В блеске вечера, вокруг пестрых палаток, под ударами ветра бурлят плечи, спины, платки и узлы. С боков их раздвигают трамваи, автомобили… Вой и хрип, звонки и понукания тонут в криках о продаже бензина, зубного порошка и пудры, валерьяновых капель, камфоры и обручального кольца…

— Часики… часики купите, гражданин…

— Покажь, у-у, скоко?

— Три.

— Не три, а то перетрешь… Лимон хочешь?

— Что вы? разве можно? давайте два, вечер уже: в больницу надо, к мужу… два…

— Полтора… больше ни-ни…

— Два… ведь, нельзя так. Последняя вещь… Ну, набавьте хоть двести пятьдесят, гражданин… Ну, давайте, давайте.

Холодные пальцы ловят шуршащие бумажки. В памяти всплывают слышанные на службе слова о барельефах Менье, а ноги семенят к палаткам, к лоткам. Минута — и барельефы опрокинуты: «Если тратить по 500.000 рублей, хватит на три дня».

Мелькают туши мяса, масляные квадраты, мешки сахара, окорока. Эх, Пимену бы всего вволю… А там весна… в лес его, на солнце…

— Граждане, гадает слепой… Слепой. Кому погадать? на счастье…

— Нитки, иголки, духи, мыло!..

— Примус, примус!..

— Дрожжи!

За усталым телом гонится сумрак и кутает в зябь. Переулки, площадь, улицы. Протянутые руки, бегущие огни автомобилей, шелка и рубища. Воротами висит полотнище с криком о голоде. А под ним кипит кашица голов.

В передней больницы захлестывает мрак. Ворчат служки, косится вызванная сиделка: пришла в неурочный час. Стыдясь, Феля дает им по бумажке и коридором мчится в холодную палату.

— Здравствуй.

Оправляет подушку, глазами бегает по впалым глазам и стриженой голове Пимена. Радуется его аппетиту и теребит свое колено: «Дала на чай, на послезавтра не хватит»… Говорит, отвечает и барахтается в заботе: «К кому бы пойти?».

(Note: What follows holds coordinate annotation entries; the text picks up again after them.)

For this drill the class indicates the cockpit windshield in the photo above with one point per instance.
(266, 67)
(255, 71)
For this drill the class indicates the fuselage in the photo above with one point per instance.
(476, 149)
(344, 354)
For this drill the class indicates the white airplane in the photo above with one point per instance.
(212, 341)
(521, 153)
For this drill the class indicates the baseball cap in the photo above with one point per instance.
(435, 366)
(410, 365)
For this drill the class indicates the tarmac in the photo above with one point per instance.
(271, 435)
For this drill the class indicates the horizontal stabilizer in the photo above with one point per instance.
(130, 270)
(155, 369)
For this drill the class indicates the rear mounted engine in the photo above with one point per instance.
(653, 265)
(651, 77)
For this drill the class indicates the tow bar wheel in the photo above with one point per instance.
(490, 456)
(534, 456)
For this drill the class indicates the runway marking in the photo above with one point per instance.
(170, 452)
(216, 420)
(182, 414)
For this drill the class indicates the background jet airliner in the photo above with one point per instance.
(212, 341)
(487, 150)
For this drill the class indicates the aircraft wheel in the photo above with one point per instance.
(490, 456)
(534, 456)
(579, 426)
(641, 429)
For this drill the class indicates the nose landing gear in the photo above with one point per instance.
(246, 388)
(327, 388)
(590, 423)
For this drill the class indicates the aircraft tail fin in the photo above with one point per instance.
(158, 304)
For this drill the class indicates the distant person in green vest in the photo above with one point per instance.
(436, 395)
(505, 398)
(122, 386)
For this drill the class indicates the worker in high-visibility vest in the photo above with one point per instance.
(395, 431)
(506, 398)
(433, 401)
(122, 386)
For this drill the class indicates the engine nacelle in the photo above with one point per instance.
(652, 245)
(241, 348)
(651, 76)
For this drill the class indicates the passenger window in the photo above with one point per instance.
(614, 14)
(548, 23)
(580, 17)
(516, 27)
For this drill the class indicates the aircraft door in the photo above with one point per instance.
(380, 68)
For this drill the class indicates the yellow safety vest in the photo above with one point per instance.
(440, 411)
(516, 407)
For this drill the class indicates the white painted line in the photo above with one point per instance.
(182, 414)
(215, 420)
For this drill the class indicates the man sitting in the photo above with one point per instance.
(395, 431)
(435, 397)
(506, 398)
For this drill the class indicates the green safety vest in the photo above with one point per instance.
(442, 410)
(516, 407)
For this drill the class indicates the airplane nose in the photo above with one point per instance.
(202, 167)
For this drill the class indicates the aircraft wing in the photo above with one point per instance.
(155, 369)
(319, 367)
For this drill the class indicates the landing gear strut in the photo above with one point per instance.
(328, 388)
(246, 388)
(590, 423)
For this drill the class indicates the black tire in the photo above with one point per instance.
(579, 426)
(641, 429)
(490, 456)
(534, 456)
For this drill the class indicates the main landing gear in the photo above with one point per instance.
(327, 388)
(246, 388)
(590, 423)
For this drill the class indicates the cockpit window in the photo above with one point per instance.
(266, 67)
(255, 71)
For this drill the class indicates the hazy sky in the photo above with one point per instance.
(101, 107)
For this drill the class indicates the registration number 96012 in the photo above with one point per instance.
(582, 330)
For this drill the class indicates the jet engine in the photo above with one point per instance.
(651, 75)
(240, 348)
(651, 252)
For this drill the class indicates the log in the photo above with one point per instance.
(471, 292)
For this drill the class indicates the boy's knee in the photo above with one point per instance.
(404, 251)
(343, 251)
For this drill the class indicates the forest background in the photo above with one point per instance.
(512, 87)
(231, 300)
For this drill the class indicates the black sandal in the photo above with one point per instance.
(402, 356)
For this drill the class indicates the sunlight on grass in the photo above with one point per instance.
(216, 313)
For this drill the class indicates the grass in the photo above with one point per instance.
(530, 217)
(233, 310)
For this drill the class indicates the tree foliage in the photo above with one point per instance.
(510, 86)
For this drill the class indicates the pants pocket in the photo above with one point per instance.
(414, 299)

Надо посоветоваться, но нет сил, а минуты бегут, торопятся. Улыбкой прикрывает боль, говорит, пока порога больницы не переступит тот, кому после четырех посторонние не должны попадаться. В шорох палаты из коридора врываются шаги, скрипит дверь, и вдоль коек летит:

— Ш-ш-ш, гражданка, скорее, скорее…

Феля ловит пустой узелок, посыпает Пимена ласковыми словами и спешит. Звуки ее шагов вытягиваются, затихают, но Пимен видит ее рядом с непокидающими воображения полотнами. Следит за нею, решает, что будет писать, когда выйдет, волнуется. Но затихшее тело напоминает:

— Есть…

И нет полотен, нет Фели. Тело шепчет, потом кричит, требует… Горячее, всегда голодное, ненасытное, выжатое недугом. В него уходят больничные порции, Фелины узелки, но ему все мало. От его зуда темнеет в глазах, сердце ноет…

Надо отворачиваться к стене, смыкать веки, считать до ста, до тысячи, пока не придет забытье. Но крик:

— Есть! — расколет забытье.

И опять надо считать. Рассвет смажет окна похожей на сбитое мыло сизью. Ночь спрячется под койки, градусник покажет температуру, часы отмерят пульс, на скорбный лист лягут новые значки. А воздуха, а тепла, а лекарства, а еды нет. Голодные крики сотрясают, корчат.